12Who can understand his errors? cleanse thou me from secret faults. 13Keep back thy servant also from presumptuous sins; let them not have dominion over me: then shall I be upright, and I shall be innocent from the great transgression. 14Let the words of my mouth, and the meditation of my heart, be acceptable in thy sight, O Lord, my strength, and my redeemer.
In horse racing, trainers will often place blinders around the horses’ eyes in order to narrow their field of vision. These blinders cut out peripheral vision and focus the animal’s line of sight to a very narrow corridor of information immediately in front of them. The idea is that the horses will not be unduly influenced by anything going on around them, becoming solely focused on the direct path ahead and not distracted by their surroundings.
We, too, can wear blinders at times, especially when it comes to our faults and our wrongdoings. We can block out our mistakes or our failures, and at times believe that they never happened in the first place. These ‘blinders’ can come in all sorts of shapes and sizes, from cultural influences to personality traits to habitual behaviours. Sometimes our blinders can simply be ignorance or misinformation. In whatever way they may form in our lives, the reality is that we all have them, and we all need the Holy Spirit to help us identify them and remove them in order for us to see as God would have us see – full, wide, and conscious to everything happening in our lives.

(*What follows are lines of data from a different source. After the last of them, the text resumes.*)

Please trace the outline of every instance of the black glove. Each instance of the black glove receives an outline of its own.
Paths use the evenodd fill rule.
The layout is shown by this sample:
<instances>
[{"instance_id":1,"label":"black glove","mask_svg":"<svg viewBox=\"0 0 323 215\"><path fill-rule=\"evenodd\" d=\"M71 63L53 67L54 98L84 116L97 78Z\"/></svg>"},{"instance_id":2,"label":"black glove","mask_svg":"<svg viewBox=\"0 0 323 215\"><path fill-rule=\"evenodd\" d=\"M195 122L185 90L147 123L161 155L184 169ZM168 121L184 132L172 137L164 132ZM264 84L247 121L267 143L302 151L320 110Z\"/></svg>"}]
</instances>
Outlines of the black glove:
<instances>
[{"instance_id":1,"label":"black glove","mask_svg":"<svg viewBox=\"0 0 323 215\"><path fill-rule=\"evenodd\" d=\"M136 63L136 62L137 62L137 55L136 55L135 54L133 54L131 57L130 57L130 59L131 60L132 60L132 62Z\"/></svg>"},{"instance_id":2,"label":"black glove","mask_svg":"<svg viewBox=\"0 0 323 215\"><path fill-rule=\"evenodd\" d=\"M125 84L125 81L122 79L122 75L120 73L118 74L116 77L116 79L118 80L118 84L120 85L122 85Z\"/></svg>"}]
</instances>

Psalm 19 is known as a psalm of ascents, a poem sung as worshippers ascended up towards the Temple Mount in Jerusalem during various annual festivals. One of these would have been the New Year festival, and this psalm fits that setting well. It is about praising God for both his creation and the law, and then finishes with confession and some heart commitments for the new year ahead. The confessions in verses 12-13 are powerful – the psalmist asks God to forgive him for two things, for his ‘hidden faults’ and his ‘wilful sins’. In other words, for his blind spots where he commits sin without realising it, and for the times when he commits sins knowingly. Both are sin, and both need confession, and the psalmist humbly asks for his blinders to be removed as God forgives him for his wrongdoings. But he then moves towards petition and commitment for what is ahead – he asks that the words from his mouth and the meditations from his heart would be pleasing to God. That everything external and internal within him would be acceptable to God. As your fast draws towards the end, use your remaining time to deal with any blind spots you might have in your life. We all have them, and because God is all-knowing, he can draw your attention to them and help you deal with them.
Take time today to quiet your heart before God and ask him to meet you in your ‘hidden faults’ and your ‘wilful sins’. If he leads you towards confession, do so. Then, out of a place of confession, commit afresh your external and internal life to his service and glory.
Father, I know that there are sins I commit that are conscious to me, but I ask you would also reveal my blind spots and those sins I commit that I am unaware of. For both, I ask your forgiveness and grace. Thank you for being so kind and so loving. I am you child, and you are so good to me. May my year be an honour to you. Amen.